Basic Information

Strain name
C57BL/6-Il31tm1(IL31)Il31ratm1(IL31RA) Osmrtm1(OSMR)/Bcgen
Common Name
B-hIL31/hIL31RA/hOSMR mice
Catalog Number
IL31 IL31RA (CRL; GPL; CRL3; GLMR; GLM-R; PLCA2; hGLM-R; IL-31RA; PRO21384; zcytoR17) OSMR (OSMRB; PLCA1; IL-31RB; OSMRbeta; IL-31R-beta)

Targeting strategy

Gene targeting strategy for B-hIL31/hIL31RA/hOSMR mice.

The exons 1-3 of mouse Il31 gene that encode the mature protein were replaced by human IL31 exons 1-3 in B-hIL31/hIL31RA/hOSMR mice.

The chimeric IL31RA CDS was inserted in exon 4 of mouse Il31ra gene in B-hIL31/hIL31RA/hOSMR mice.

The coding sequences of human OSMR extracellular region and mouse Osmr intracellular region were inserted into mouse Osmr gene in B-hIL31/hIL31RA/hOSMR mice.

mRNA expression analysis (IL31/IL31RA)

Strain specific analysis of IL31 and IL31RA gene expression in wild-type mice and homozygous B-hIL31/hIL31RA mice by RT-PCR. Testis was collect from wild type C57BL/6 mice (+/+) and B-hIL31/hIL31RA mice (H/H). Mouse Il31 and Il31ra mRNA were exclusively detectable in wild-type mice. Human IL31 and IL31RA mRNA were exclusively detectable in homozygous B-hIL31/hIL31RA mice, but not in wild type mice.

mRNA and protein expression analysis (OSMR)

Strain specific analysis of OSMR gene expression in wild-type mice and B-hOSMR mice by RT-PCR and western blot. (A) mRNA expression. Mouse Osmr mRNA was exclusively detectable in the kidney of wild-type mice (+/+). Human OSMR mRNA was exclusively detectable in homozygous B-hOSMR mice (H/H). (B) Protein expression. Kidney was collected from wild-type C57BL/6 mice (+/+) and homozygous B-hOSMR mice (H/H), and analyzed by western blot with anti-OSMR antibody. The OSMR protein can be detected in homozygous B-hOSMR mice.

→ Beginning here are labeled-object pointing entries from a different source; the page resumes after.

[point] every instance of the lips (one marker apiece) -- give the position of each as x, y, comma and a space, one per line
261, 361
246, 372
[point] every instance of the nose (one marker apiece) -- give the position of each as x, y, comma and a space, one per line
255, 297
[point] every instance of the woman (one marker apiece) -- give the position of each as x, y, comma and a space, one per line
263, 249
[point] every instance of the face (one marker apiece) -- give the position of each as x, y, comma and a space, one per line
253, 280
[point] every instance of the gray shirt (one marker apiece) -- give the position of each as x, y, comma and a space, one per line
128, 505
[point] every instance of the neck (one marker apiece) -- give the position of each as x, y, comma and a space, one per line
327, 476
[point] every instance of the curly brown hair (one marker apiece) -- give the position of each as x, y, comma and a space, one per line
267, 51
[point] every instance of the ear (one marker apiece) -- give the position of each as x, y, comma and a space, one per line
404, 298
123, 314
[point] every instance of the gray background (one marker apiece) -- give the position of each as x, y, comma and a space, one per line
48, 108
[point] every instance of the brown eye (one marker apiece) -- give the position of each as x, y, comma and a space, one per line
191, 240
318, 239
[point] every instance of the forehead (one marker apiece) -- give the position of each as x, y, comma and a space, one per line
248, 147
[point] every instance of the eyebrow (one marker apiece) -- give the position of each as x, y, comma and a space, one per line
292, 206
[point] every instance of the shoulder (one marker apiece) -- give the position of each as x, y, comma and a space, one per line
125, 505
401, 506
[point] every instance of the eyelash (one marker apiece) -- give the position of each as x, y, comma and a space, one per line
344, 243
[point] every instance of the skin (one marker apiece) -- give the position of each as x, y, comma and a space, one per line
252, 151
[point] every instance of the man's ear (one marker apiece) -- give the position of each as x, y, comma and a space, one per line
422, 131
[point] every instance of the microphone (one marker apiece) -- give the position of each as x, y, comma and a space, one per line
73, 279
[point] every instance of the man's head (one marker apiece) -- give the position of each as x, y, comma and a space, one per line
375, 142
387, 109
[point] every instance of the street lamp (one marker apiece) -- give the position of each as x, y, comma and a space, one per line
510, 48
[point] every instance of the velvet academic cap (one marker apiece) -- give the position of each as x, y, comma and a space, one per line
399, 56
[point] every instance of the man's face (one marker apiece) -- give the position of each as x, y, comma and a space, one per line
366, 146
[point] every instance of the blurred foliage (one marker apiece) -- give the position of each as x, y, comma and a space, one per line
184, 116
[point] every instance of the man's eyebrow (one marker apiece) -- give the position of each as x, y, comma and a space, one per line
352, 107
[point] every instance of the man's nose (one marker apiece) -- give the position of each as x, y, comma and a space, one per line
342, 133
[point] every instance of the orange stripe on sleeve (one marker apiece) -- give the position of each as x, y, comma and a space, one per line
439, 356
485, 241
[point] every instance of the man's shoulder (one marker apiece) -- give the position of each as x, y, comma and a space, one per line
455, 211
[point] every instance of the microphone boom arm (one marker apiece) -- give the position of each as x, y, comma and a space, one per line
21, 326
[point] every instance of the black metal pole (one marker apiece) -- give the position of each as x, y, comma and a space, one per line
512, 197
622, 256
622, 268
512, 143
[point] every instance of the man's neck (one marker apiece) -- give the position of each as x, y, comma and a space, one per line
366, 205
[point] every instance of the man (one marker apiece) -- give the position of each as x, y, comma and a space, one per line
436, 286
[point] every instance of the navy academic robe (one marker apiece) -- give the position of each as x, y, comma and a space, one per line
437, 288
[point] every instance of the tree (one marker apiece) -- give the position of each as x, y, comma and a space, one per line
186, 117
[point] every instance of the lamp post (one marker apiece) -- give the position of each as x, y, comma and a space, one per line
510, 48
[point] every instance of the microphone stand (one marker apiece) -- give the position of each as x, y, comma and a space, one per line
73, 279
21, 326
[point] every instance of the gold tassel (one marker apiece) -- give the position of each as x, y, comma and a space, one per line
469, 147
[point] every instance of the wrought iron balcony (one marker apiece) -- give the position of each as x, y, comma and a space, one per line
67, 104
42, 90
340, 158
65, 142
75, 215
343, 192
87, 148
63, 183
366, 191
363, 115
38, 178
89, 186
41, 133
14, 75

hIL31 induces pruritus in B-hIL31/hIL31RA/hOSMR mice

hIL31 induces pruritus in B-hIL31/hIL31RA/hOSMR mice. hIL-31 are administered to homozygous B-hIL31/hIL31RA/hOSMR mice (female, n=3) on Day0, Day3, Day7, Day10 and record scratching counts for 3h after hIL-31 injection. Record scratching counts before hIL-31 injection as baseline. As shown in the panel, hIL-31 induced pruritus successfully in B-hIL31/hIL31RA/hOSMR mice. An antibody targeting IL-31 signaling  was used as positive control, which had shown a significant antipruritic effect in our model (Validated by client).

Anti-hIL31RA antibodies attenuate scratching behaviors in MC903-induced atopic dermatitis model

Anti-hIL31RA antibodies attenuate the scratching behaviors in the MC903-induced murine model for atopic dermatitis (AD).

MC903 (calcipotriol) was topically applied to the B-hIL31/hIL31RA/hOSMR mice (female, 10-week-old, 3 mice/group) ear every 2 days for 16 days totally. Meanwhile, the mice were treated with nemolizumab (in-house) or isotype antibodies. Mice in vehicle group were only treated with absolute ethanol. On day 7 and day 17, scratching behavior was recorded. Scratching behaviors on day 7 (A) and day 17 (B). As shown, MC903-treated mice show significantly increased scratching behaviors compared to vehicle treated mice. In the nemolizumab treatment group, blockade of IL-31 signaling with anti-hIL-31RA antibodies significantly attenuates scratching behavior. Data was shown as Mean±SEM, and analyzed using unpaired t-test compared with Isotype group. (*p<0.05).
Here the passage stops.